Los Amigos de Jesús y María  son precisamente algo que, como instrumento de apostolado de la Santa Iglesia Católica Apostólica y Romana, dan la oportunidad de meter raíces profundas en la Fe, proceder con Esperanza y crecer en Amor. Esto es lo máximo en esta vida. Ser hijos de Dios es la gracia que recibimos en el bautismo, pero después, ¿quién nos convertirá en un soldado de Cristo? ¿En un Apóstol de Nuestro Señor? Ciertamente cabe a los padres. Pero hoy los padres necesitan ayuda en ayudar y ayuda para ellos mismos. Los tiempos no son fáciles, todo es hostil a la Religión y la Buena Moral.

Pues los Amigos de Jesús y María son unos que viendo el desafío, responden como Samuel: "Aquí estoy".  Un espíritu de "Praesto Sum" o sea que estoy listo para todo para servir la causa Católica.
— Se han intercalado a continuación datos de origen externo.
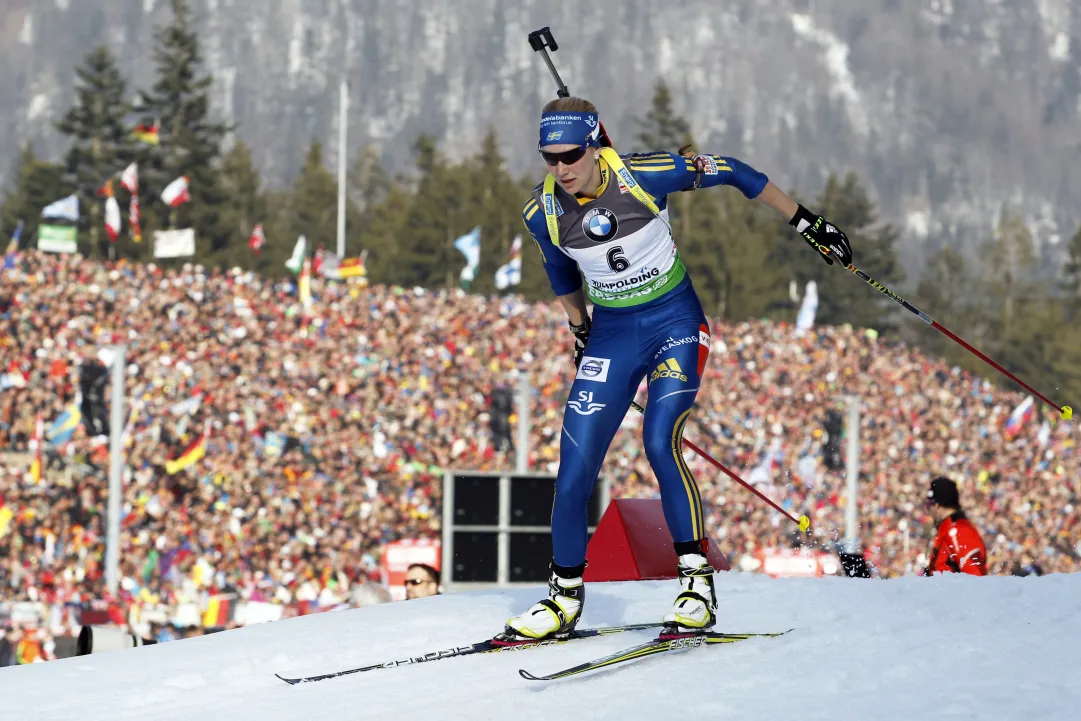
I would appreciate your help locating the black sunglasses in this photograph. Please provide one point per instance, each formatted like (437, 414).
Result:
(566, 157)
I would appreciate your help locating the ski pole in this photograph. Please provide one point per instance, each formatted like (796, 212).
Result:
(803, 522)
(541, 41)
(1065, 411)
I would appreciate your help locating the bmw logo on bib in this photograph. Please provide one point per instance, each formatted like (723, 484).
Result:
(600, 225)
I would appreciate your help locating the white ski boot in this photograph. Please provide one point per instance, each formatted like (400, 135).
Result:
(695, 608)
(554, 617)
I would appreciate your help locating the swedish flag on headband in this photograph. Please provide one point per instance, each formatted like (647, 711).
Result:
(195, 451)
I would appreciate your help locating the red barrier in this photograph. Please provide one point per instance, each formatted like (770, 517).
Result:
(632, 543)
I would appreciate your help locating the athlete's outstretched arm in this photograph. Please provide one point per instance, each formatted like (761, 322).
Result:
(663, 173)
(776, 199)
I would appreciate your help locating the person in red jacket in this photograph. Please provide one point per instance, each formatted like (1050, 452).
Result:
(958, 546)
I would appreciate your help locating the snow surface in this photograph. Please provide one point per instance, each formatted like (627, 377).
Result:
(945, 648)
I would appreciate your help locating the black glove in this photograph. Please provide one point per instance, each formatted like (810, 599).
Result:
(581, 337)
(823, 236)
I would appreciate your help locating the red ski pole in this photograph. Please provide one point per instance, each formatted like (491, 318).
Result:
(803, 522)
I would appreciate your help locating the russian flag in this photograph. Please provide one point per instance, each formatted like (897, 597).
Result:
(1019, 415)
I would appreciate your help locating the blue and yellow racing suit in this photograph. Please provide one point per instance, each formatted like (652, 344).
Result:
(646, 321)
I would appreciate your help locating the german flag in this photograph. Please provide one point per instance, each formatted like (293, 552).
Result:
(39, 440)
(219, 612)
(192, 453)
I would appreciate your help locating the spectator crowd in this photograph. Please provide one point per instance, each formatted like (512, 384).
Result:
(325, 431)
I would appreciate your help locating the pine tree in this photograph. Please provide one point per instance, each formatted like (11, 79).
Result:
(1006, 264)
(943, 292)
(382, 231)
(663, 129)
(101, 138)
(314, 203)
(243, 208)
(498, 213)
(442, 210)
(35, 185)
(369, 181)
(189, 141)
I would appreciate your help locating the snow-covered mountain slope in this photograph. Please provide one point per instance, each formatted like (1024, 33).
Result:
(947, 648)
(947, 108)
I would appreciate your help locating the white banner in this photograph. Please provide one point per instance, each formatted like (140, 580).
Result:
(174, 243)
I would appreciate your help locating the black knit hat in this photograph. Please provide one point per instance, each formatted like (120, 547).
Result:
(944, 493)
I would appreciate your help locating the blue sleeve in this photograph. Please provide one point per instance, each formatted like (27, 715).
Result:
(663, 173)
(563, 274)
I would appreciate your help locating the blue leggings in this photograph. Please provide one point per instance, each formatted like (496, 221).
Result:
(667, 342)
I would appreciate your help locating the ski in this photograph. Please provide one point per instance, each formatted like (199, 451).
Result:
(486, 645)
(657, 645)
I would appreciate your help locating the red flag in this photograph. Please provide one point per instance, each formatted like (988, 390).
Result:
(176, 192)
(133, 218)
(257, 240)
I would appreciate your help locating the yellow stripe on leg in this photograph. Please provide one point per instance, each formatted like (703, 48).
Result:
(688, 483)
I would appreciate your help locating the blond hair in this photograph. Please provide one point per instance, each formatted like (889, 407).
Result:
(570, 105)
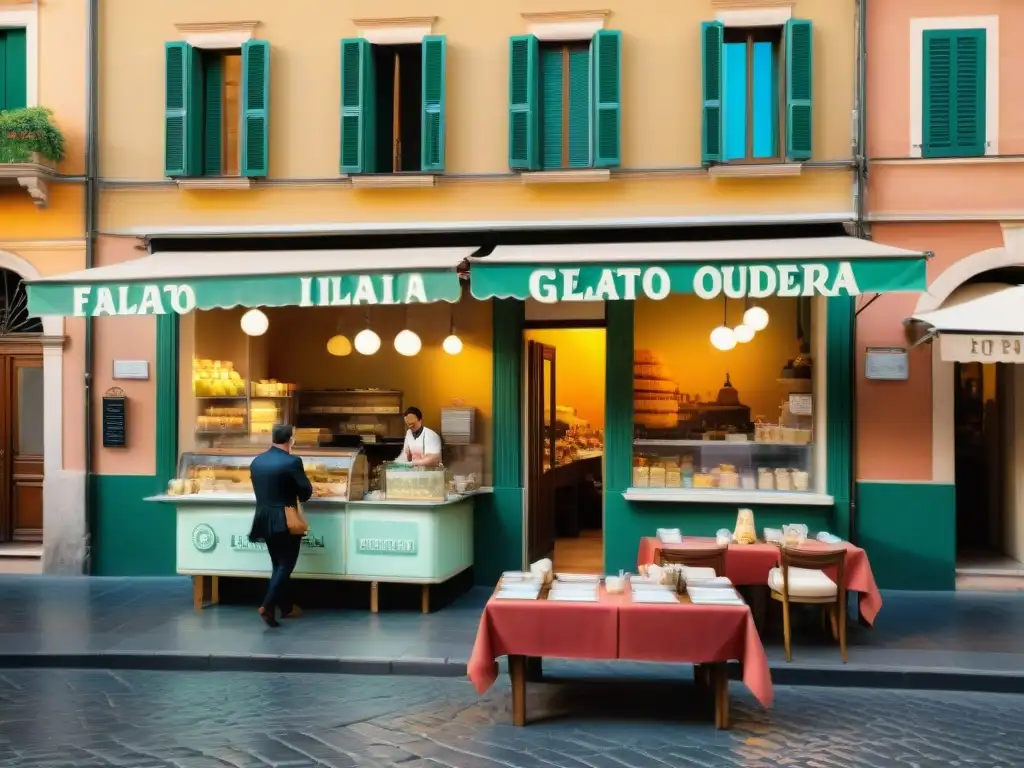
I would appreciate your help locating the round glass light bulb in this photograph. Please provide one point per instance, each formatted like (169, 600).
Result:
(452, 345)
(367, 342)
(339, 346)
(756, 318)
(743, 333)
(408, 343)
(723, 338)
(254, 323)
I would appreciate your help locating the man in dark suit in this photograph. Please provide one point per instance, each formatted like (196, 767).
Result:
(279, 481)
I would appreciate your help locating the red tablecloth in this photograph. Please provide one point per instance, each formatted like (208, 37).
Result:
(748, 565)
(539, 628)
(695, 634)
(615, 628)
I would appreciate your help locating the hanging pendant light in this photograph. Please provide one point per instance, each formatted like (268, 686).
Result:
(255, 323)
(366, 341)
(452, 343)
(407, 342)
(723, 337)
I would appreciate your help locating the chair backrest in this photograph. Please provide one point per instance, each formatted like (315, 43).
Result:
(698, 557)
(816, 559)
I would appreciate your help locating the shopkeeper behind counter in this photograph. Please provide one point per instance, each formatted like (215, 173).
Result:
(423, 445)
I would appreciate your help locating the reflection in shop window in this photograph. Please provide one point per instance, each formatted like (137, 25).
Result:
(740, 419)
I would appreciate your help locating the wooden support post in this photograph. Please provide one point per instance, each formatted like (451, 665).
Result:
(517, 672)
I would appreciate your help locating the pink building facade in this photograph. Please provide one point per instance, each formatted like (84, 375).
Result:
(938, 450)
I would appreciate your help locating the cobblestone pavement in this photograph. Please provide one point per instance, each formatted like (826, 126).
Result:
(86, 719)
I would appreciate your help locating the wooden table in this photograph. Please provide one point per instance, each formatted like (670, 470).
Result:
(707, 636)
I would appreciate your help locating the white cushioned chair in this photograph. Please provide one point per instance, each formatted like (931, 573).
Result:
(802, 579)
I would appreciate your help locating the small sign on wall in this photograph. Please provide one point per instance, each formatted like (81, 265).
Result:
(115, 418)
(887, 364)
(133, 370)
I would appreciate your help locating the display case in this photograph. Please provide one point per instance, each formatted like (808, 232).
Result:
(336, 475)
(407, 483)
(730, 464)
(370, 414)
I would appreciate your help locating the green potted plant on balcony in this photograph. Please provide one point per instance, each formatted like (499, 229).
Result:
(29, 135)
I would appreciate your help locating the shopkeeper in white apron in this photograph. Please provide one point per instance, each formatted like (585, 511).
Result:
(423, 445)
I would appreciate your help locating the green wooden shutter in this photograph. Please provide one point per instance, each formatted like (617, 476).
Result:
(255, 108)
(357, 109)
(179, 155)
(607, 47)
(552, 101)
(799, 61)
(523, 108)
(711, 121)
(953, 98)
(580, 118)
(432, 129)
(14, 65)
(213, 112)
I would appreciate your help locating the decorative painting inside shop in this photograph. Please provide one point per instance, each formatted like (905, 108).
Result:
(727, 377)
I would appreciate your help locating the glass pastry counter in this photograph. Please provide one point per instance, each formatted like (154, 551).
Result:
(223, 474)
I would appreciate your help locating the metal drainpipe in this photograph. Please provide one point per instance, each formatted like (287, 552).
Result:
(91, 166)
(860, 157)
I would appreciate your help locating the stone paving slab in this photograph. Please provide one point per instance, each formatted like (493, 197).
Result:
(96, 719)
(954, 641)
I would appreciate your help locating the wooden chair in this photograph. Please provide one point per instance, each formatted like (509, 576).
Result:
(698, 558)
(801, 579)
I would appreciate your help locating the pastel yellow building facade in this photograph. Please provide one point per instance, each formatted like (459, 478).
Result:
(42, 231)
Un niño evoca sentimientos de ternura al ver su fragilidad e inocencia. Pero tanto más que su fragilidad física es su fragilidad espiritual. Hoy mas que nunca, o a una joven edad se le enseña a amar y conocer a Dios y su Iglesia y por consecuencia, odiar el pecado o en poco tiempo las inmundicias de este siglo infectaran y mancharan la inocencia de aquella alma y el demonio meterá sus garras sobre ella.  

¿Cuántos hoy sufren por que nunca nadie les hizo un apostolado en su juventud, para no hablar de los que murieron sin el y sufren las consecuencias eternas de sus pecados?
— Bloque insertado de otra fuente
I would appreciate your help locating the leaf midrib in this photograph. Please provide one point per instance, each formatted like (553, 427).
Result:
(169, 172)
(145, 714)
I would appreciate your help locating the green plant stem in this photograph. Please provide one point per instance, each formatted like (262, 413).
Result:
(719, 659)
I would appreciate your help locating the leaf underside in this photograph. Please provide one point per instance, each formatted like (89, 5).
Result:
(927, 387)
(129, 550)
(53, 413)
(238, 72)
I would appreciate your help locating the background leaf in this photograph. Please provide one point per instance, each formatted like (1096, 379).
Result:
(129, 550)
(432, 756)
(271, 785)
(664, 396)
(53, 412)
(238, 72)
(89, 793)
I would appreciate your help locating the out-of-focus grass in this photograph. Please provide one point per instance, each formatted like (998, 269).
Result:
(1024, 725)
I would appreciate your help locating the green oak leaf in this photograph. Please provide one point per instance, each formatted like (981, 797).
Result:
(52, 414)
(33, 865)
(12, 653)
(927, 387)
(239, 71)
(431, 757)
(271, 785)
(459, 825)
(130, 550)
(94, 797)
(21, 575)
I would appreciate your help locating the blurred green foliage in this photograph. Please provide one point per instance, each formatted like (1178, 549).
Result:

Más otra razón para hacer un examen de conciencia y también alegrarse por la gracia y responsabilidad de ser un verdadero apóstol y amigo de Jesús y María. 

Entonces debemos avanzar con ánimo y confianza. Nuestra Señora no comienza una obra para después dejarla secar y no dar frutos. Hay que mirar todo esto como San Paulo nos dice, como una buena lucha. Hay que formar no gente "buena".

Los "buenos" son mediocres. Los mediocres no entran el cielo.  ¡Hay que formar santos!   Eso es una lucha, un sacrificio, una cosa digna de la condición de ser hijos e hijas de Dios. Como decía Paul Claudel "La juventud no está hecha para el placer sino para el heroísmo"  Les toca a los amigos de Jesús y María realizar eso.

En cuanto un joven religioso, puedo dar una prueba de que los esfuerzos no son en vano. Soy fruto de un apostolado, sin el cual estoy seguro de no poder habido no solo conocer y corresponder a la vocación de ser un Heraldo del Evangelio, sino también de poder ser un buen católico. Si no hubiera quienes apreciaban más a la edificación del Reino de Dios aquí en la tierra que su propia comodidad, no seria nada más que otro pobre pecador que no tiene las armas para vencer sus propios defectos y sufre sin saber que hacer.

Recemos siempre mas, para   vengan mas niños para poder hacer mas apostolado, pero sobretodo, tener santos apóstoles que den formación a aquellos que deberán vivir en épocas con acontecimientos grandiosos y horizontes grandiosos como tantos santos y la propia Virgen en Fátima nos preanucian.  ¡A todos, gracias, que la Virgen los recompense!

María, Reina de los apóstoles, ¡Ruega por nosotros!